In 2003, the Florida Chamber Foundation released New Cornerstone: A Vision for Florida’s Economic Future. This report, an update of the 1989 report, Cornerstone: Foundations for Economic Leadership, established a 10-year blueprint to move Florida’s economy into the early part of the 21st century.
New Cornerstone was published as Florida’s economy reached a turning point. The 1990s were a period of stunning growth and change for Florida’s economy. The State created nearly two million new jobs during the decade, capping off this success by ranking first among all states for net job creation during the national recession of 2001-2002. However, many of these new jobs were in lower-paying service and trade industries, and the State made only modest progress in developing high-quality jobs in professional services and technology sectors. Per capita personal income – the single most basic measure of a region’s economic prosperity – increased at a slower rate than the national average during the 1990s, pushing Florida residents from almost three percent above to nearly five percent below the national per capita income level.
New Cornerstone found that Florida faced two major options at the dawn of the 21st century. One option was to continue the path the state has followed for the past several decades: attracting tourists, retirees, and service-sector businesses and competing on the basis of its climate, location, and low cost of living. These factors were likely to ensure continued economic growth for the State, but as the 1980s and 1990s showed, without major improvements in the quality of the State’s jobs or the prosperity of its residents. An alternative was for Florida to redouble its efforts to compete as a location for value-added production and services, primarily through nurturing home-grown businesses and marketing their products worldwide. If successful, Florida would realize a vital cycle of rising productivity and income levels – a period of sustained growth and development.

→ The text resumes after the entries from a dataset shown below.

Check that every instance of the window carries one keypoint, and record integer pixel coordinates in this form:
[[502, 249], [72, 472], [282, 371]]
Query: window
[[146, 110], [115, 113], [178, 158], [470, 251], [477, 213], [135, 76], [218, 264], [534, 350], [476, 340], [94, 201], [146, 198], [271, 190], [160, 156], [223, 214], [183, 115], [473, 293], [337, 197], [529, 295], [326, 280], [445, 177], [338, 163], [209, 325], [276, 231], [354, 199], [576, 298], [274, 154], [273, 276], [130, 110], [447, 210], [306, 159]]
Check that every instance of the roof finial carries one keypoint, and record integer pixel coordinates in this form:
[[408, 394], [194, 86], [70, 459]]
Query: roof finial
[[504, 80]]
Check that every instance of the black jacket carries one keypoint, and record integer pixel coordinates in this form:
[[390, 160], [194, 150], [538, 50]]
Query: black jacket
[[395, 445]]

New Cornerstone set a bold, three-part vision for Florida during the first decade of the 21st century
- Global Leadership
Make Florida the most competitive state in the key industries and economic activities of the early part of 21st century – similar to the position enjoyed by New York during the 1800s and California during much of the 1900s;
- Prosperous Families
Increase Florida’s per capita personal income above the national average by 2010; and
- Vibrant Communities
Make Florida the number one state to live, work, and do business.